Golf photographer Sam Greenwood of Getty Images says that each Augusta National sand trap is “majestic and hazardous in its own right. The glistening sands look impossibly white, radiating in such a way that only nature could produce something so pristine.”
 

“It’s called Spruce Pine sand, named for the mining district in western North Carolina,” but “it’s actually quartz, and is so pure that it prevents golf balls from burrowing into devious lies,” Greenwood said. 

“The sand has filled these bunkers since 1975, ever since Augusta National co-founder Clifford Roberts was moved by its texture and how it contrasted beautifully with the emerald fairways and shimmering ponds of Augusta National,” Greenwood added. 

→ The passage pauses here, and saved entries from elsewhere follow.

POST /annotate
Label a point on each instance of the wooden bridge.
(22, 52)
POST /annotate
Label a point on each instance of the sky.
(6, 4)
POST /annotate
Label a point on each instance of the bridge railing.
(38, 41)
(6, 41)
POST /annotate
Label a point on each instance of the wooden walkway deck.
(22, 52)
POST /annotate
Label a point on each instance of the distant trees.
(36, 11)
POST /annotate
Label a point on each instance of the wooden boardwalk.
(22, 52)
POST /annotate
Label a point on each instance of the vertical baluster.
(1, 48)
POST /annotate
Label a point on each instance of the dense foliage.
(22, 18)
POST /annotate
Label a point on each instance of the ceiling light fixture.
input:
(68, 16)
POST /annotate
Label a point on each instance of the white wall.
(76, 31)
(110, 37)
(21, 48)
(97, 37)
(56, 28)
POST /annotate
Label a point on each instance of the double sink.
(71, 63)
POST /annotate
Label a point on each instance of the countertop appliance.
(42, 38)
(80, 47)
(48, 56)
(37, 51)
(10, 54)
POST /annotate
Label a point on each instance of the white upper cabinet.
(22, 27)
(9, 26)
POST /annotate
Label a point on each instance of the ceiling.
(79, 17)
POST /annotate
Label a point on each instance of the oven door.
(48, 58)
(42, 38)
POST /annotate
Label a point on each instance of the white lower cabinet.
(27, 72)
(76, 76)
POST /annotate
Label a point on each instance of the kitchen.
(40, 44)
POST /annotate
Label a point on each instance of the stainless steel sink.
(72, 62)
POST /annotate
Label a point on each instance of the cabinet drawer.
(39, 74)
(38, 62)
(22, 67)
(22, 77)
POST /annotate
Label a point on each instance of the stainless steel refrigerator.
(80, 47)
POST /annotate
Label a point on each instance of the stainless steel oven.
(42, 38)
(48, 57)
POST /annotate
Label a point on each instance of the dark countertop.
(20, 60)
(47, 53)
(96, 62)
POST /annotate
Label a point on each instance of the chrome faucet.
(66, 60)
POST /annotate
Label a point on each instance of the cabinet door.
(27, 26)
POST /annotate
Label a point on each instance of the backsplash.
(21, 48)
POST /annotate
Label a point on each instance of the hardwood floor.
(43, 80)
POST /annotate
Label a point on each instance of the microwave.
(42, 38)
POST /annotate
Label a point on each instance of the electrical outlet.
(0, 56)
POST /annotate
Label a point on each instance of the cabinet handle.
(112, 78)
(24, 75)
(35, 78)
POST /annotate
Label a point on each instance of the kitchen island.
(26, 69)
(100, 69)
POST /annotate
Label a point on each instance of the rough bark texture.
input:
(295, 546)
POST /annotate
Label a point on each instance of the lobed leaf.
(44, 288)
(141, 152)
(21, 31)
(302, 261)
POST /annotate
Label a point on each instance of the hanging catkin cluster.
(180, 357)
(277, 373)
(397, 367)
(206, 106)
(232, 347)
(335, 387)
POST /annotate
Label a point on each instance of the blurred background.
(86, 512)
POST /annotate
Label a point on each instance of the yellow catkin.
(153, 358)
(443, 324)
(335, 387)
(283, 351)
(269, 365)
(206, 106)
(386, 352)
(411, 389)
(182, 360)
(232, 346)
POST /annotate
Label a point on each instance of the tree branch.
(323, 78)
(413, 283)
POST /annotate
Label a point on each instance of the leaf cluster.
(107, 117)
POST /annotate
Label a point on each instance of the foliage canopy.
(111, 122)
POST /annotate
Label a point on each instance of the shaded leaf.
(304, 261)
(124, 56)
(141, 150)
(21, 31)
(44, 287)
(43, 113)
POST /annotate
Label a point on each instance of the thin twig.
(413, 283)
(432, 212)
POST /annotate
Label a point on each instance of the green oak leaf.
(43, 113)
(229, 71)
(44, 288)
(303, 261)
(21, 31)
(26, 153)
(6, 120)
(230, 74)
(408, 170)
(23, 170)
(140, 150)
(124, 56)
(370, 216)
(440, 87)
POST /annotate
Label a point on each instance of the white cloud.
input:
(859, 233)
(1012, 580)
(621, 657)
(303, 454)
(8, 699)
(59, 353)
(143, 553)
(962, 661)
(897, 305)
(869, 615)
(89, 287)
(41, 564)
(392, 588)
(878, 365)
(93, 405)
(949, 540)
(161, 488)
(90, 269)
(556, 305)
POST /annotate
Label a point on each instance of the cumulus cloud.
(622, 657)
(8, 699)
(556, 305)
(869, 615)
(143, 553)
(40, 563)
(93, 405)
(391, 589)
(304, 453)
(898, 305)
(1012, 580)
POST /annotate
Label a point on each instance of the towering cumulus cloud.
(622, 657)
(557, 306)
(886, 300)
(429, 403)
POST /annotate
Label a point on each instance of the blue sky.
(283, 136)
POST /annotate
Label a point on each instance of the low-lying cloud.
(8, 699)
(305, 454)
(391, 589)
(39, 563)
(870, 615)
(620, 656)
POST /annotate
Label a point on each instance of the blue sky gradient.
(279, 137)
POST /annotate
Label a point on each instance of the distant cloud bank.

Sam Farmer of the Los Angeles Times wrote: “Roberts had a seasonal home at Grandfather Golf & Country Club, and he knew that nearby Linville Golf Club was using Spruce Pine sand.
 

Claude Greene, who owned Spruce Pine’s Chevrolet-Oldsmobile dealership and had mining interests, put the deal together with help from Bill Norris of Feldspar Trucking. 

They calculated that 13 railroad boxcars of quartz were needed to fill the Augusta bunkers. 

Greene and Norris refused payment for either the sand or transporting it,” Farmer said. Otherwise, since the fine quartz sand was a byproduct of the mining process, “Greene’s company would have had to dig holes to bury it.”